The Summer Prince by Alaya Dawn Johnson: I liked a lot about this one–the writing was lovely and it’s the kind of post apocalyptic world I can get behind. I believed in the way the society developed and I thought the setting was really nicely done. I also liked June and thought her relationship with art was more believable than it sometimes is in YA books. However, I agree with Charlotte that I expected Gil and Enki to have some relationship to, you know, Gilgamesh and Enki. This does not seem unreasonable to me! Moreover, this is one of those books where I was totally enamored of the book while I was reading and then when I stopped, I had questions. I did like it a lot though, so if you like the idea of dystopias more than you like most YA dystopias, I would recommend this one.
The Pursuit of the Green Lion by Judith Merkle Riley: Second in the Margaret of Ashbury series. I like these books a lot, but they’re almost impossible to describe. Sort of like Margery Kempe, except with a sense of humor and also fiction? Anyway, I enjoy them a lot–Merkle Riley has a great sense of the period and language, without ever seeming stilted.
The Human Division by John Scalzi: For some reason I wasn’t quite sure I would like this one, even though I’ve definitely been a fan of the other books in the Old Man’s War series. That was silly!

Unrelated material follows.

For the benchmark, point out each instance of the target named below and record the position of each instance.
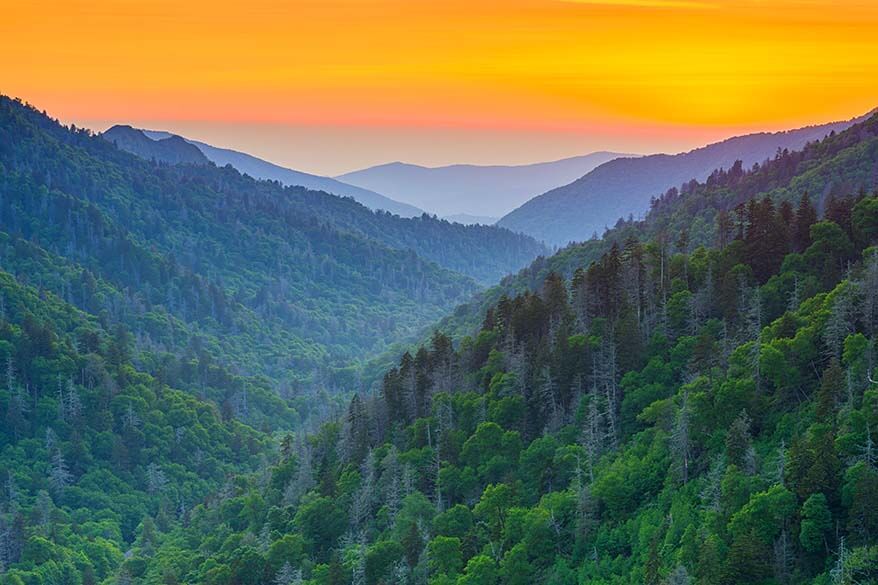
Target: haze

The Human Division works well as an overarching story, continuing the questions and difficulties raised in the other OMW books. I am curious to know if Scalzi intends to keep writing in this universe, because I don’t see some of the problems getting resolved easily.
The Chocolate Rose by Laura Florand: I’ve been enjoying Laura Florand’s books as a light contemporary romance. The Chocolate Rose is the newest, and I think, my favorite. I was a little dubious at first, because I’m not such a fan of the alpha hero, but I think that’s actually Jolie’s misperception, rather than the reality. Regardless, I really liked this one!